Fehim Tastekin, analyste et journaliste. — Si jamais la Turquie s’emparait du territoire du nord de la Syrie, Recep Tayyip Erdoğan poserait trois conditions à un éventuel retrait. D’abord, comme l’autogouvernement avec les Kurdes en Syrie n’a jamais obtenu de reconnaissance régionale ou internationale, il s’emploiera à éliminer ses institutions démocratiques. Ensuite, il proposera comme alternative à l’armée syrienne officielle la nouvelle armée qu’il est en train de créer sous le nom d’« Armée nationale syrienne ». Le président turc va tout faire pour que cette armée soit reconnue officiellement. Enfin, s’il ne parvient pas à renverser Bachar Al-Assad, Erdoğan va s’efforcer de provoquer une partition de la Syrie. Il poursuit le rêve multiséculaire des Ottomans : étendre le territoire de la Turquie — ainsi qu’Atatürk l’avait fait en récupérant Alexandrette (l’actuel Hatay) en 1938.

LES GROUPES DJIHADISTES REMIS EN SELLE PAR LA TURQUIE

F. T. — Les groupes rebelles qui soutiennent l’offensive turque ne sont pas des rebelles « modérés ». Ce sont en grande majorité des djihadistes. Il s’agit de plus de cinquante organisations (dont certaines de Turkmènes qui ne sont pas tous des « radicaux »), mais les plus puissantes, du point de vue idéologique et opérationnel, sont des organisations islamistes, comme Al-Qaida, Fatah Al-Cham l’organisation de l’État islamique (OEI), Hayat Tahrir Al-Cham… Elles se retrouvent maintenant aux côtés de l’armée turque. Donc l’Armée nationale syrienne créée par la Turquie a et aura une orientation islamiste.

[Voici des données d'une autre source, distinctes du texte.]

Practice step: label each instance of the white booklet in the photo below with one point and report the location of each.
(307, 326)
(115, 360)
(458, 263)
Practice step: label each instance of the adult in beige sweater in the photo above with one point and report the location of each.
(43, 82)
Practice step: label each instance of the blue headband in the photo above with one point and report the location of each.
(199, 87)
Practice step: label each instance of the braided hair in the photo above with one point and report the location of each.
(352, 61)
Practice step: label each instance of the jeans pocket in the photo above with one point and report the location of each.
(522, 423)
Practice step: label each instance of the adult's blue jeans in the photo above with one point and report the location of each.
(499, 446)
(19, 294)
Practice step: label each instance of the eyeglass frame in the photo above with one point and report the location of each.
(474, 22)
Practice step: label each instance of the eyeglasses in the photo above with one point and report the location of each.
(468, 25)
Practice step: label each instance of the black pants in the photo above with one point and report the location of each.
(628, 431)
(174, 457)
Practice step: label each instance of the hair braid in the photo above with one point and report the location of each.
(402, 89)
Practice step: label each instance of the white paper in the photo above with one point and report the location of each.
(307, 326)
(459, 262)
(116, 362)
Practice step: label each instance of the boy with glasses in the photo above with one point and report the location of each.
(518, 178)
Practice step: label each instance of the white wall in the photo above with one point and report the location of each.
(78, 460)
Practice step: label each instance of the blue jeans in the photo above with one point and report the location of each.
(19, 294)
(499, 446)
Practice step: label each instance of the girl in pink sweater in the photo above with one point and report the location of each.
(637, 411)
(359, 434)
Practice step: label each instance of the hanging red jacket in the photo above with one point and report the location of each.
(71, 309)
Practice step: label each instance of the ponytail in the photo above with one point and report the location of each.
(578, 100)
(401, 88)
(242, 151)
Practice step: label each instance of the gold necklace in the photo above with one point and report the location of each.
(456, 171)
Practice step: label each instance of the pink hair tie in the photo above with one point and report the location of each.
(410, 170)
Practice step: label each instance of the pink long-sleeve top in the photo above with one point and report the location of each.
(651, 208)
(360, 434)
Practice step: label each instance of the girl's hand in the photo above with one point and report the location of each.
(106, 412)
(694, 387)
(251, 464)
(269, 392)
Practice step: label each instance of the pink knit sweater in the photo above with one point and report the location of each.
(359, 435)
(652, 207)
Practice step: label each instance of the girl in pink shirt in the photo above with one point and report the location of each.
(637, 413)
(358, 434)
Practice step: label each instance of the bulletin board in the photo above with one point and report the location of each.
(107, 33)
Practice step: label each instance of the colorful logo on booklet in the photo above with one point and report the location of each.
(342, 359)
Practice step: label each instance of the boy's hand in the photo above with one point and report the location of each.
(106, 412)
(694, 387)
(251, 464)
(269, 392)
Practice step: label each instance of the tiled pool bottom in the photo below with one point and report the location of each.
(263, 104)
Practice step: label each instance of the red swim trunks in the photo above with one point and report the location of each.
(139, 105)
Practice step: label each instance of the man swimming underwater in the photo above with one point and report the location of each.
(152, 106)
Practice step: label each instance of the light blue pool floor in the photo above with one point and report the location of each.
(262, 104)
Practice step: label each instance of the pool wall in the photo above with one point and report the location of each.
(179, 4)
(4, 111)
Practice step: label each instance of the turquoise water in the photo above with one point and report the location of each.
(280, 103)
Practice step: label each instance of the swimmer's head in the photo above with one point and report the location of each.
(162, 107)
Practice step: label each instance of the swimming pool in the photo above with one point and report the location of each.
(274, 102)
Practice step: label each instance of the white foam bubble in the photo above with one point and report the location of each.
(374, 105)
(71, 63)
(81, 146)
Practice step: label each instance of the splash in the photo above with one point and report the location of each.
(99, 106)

Salih Muslim, porte-parole du Parti de l’union démocratique (PYD), principale force politique kurde dans le nord et l’est de la Syrie. — Nous connaissons ceux qui entrent en Syrie avec les troupes turques. Certains étaient des émirs dans l’OEI, d’autres viennent des villages de Girî Spî (Tal Abyad) et se sont échappés en Turquie quand nous avons chassé l’OEI de cette zone. Ils sont bien connus des habitants de cette région.

Il est évident que cette opération turque va permettre aux groupes djihadistes de se renforcer ou, pour certains, de renaître de leurs cendres. Les Européens devraient en prendre conscience. Les attentats sur le sol européen ont été perpétrés par des terroristes venant de la Syrie et passés par la Turquie. Un renforcement de ces groupes déclenchera certainement de nouveaux attentats en Europe.

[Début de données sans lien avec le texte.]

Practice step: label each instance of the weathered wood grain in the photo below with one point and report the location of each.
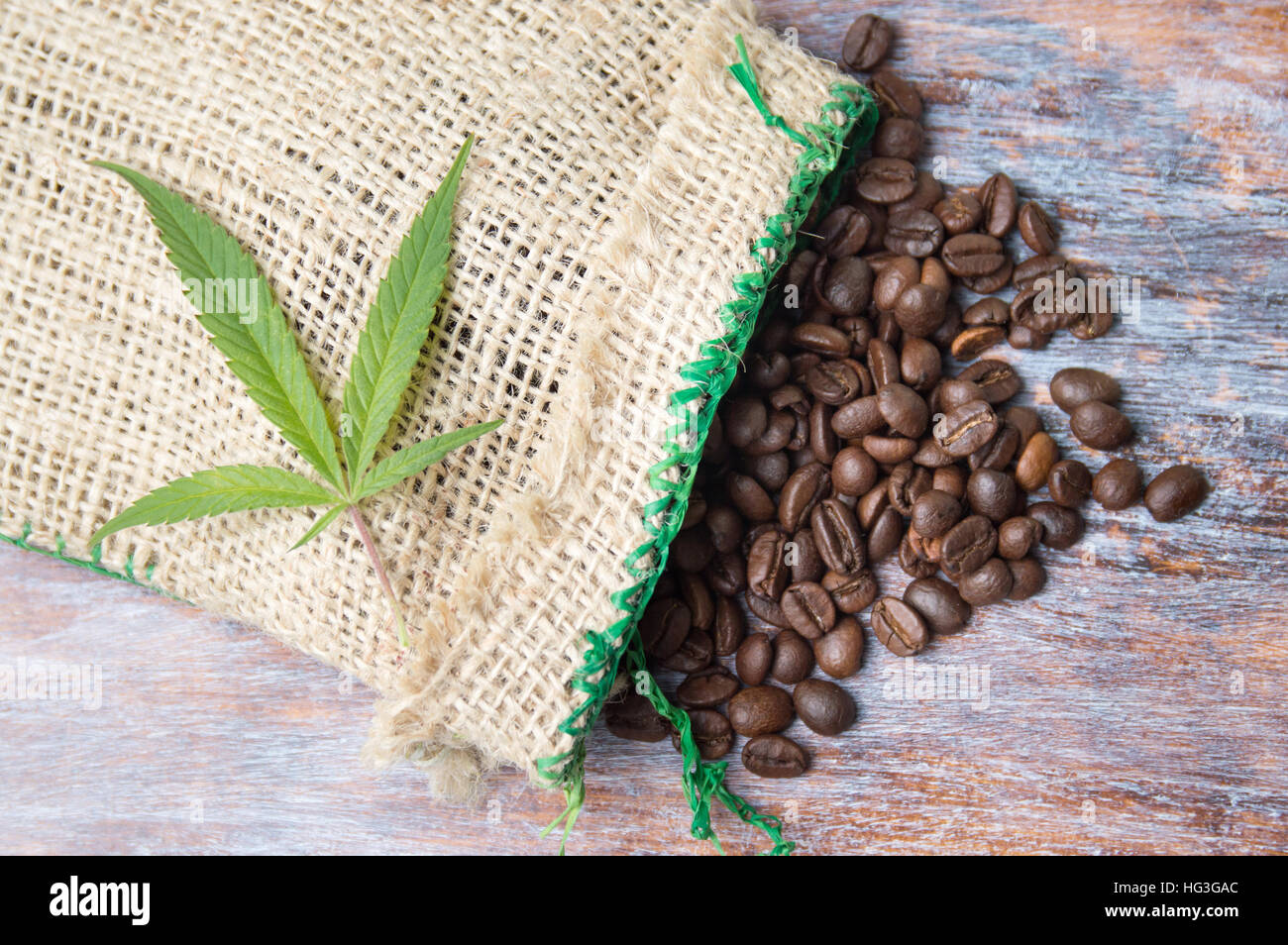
(1134, 707)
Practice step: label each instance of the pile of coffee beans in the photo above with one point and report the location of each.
(848, 438)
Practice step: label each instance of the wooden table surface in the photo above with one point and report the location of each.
(1136, 705)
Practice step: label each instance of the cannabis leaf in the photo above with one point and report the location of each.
(237, 309)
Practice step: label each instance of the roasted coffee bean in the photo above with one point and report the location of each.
(1037, 230)
(850, 592)
(966, 428)
(967, 545)
(1069, 483)
(665, 625)
(887, 179)
(726, 574)
(697, 597)
(1073, 386)
(996, 378)
(1175, 492)
(919, 309)
(767, 564)
(900, 628)
(1026, 578)
(988, 584)
(729, 627)
(1000, 201)
(755, 658)
(823, 705)
(991, 493)
(774, 756)
(973, 254)
(960, 213)
(809, 608)
(1018, 536)
(761, 709)
(938, 602)
(913, 233)
(838, 538)
(711, 734)
(848, 290)
(695, 653)
(706, 687)
(634, 717)
(1099, 425)
(767, 609)
(867, 43)
(896, 95)
(1060, 527)
(750, 498)
(840, 652)
(853, 472)
(844, 232)
(885, 536)
(1035, 460)
(934, 512)
(804, 489)
(1119, 485)
(898, 138)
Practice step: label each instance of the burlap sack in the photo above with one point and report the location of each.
(616, 226)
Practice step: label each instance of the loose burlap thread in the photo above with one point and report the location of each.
(614, 194)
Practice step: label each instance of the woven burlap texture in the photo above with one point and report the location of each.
(617, 184)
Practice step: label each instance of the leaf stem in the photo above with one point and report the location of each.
(361, 524)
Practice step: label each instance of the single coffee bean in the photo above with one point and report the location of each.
(966, 428)
(634, 717)
(1099, 425)
(1018, 536)
(760, 709)
(1000, 201)
(853, 472)
(1175, 492)
(1069, 483)
(809, 608)
(804, 489)
(1119, 485)
(866, 43)
(850, 592)
(729, 627)
(967, 545)
(973, 254)
(711, 734)
(695, 653)
(664, 627)
(934, 512)
(1060, 527)
(1073, 386)
(996, 378)
(938, 602)
(706, 687)
(1035, 460)
(823, 705)
(840, 652)
(898, 138)
(1026, 578)
(887, 179)
(755, 658)
(960, 213)
(900, 628)
(774, 756)
(1037, 230)
(991, 493)
(988, 584)
(914, 233)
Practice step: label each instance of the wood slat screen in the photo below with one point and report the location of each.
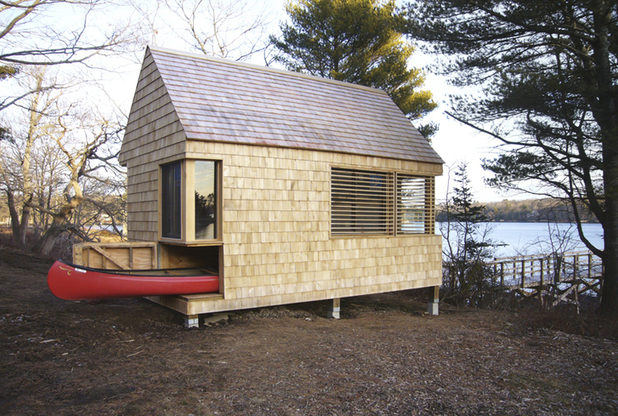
(361, 202)
(414, 204)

Ce qui se passe à Afrin symbolise le projet politique qu’Erdoğan entend appliquer pour tout le nord de la Syrie. Dans le canton d’Afrin, des changements démographiques sont en cours. La ville était à 95 % une ville kurde ; ils n’en reste que 15 %. C’est le résultat d’un nettoyage ethnique auquel se sont livrés les Turcs. Les autres viennent d’Idlib ou de la Ghouta, souvent des familles de djihadistes qui ont combattu avec l’OEI ou Al-Nosra. 

Pillages, vols, viols, enlèvements contre rançon, c’est ce qui attend tout le nord de la Syrie si la Turquie poursuit victorieusement son offensive.

CALCUL RISQUÉ DE LA RUSSIE, IMPUISSANCE DE DAMAS

F. T. — La Russie cautionne l’invasion turque à condition qu’elle reste limitée dans le nord de la Syrie. Elle espère ainsi pousser les Kurdes dans les bras de Damas. Elle préfère que la Turquie soit présente en Syrie plutôt que les États-Unis, même si elle est consciente qu’une fois installée dans le nord du pays, la Turquie n’en partira pas aisément. Cela explique le silence de Moscou, en plus des accords économiques conclus récemment entre elle et la Turquie.

A. P. — Le principal objectif de la Russie est d’affaiblir les Kurdes et, par la suite, de pouvoir organiser des négociations entre les FDS affaiblies et le régime syrien. C’est un pari risqué parce que, comme l’histoire en témoigne, une fois installée, la Turquie ne partira pas de son plein gré. Mais le principal enjeu pour la Russie, c’est d’éloigner la Turquie de l’OTAN. Pour cela, elle est donc prête à faire des concessions en ce qui concerne la souveraineté territoriale de la Syrie.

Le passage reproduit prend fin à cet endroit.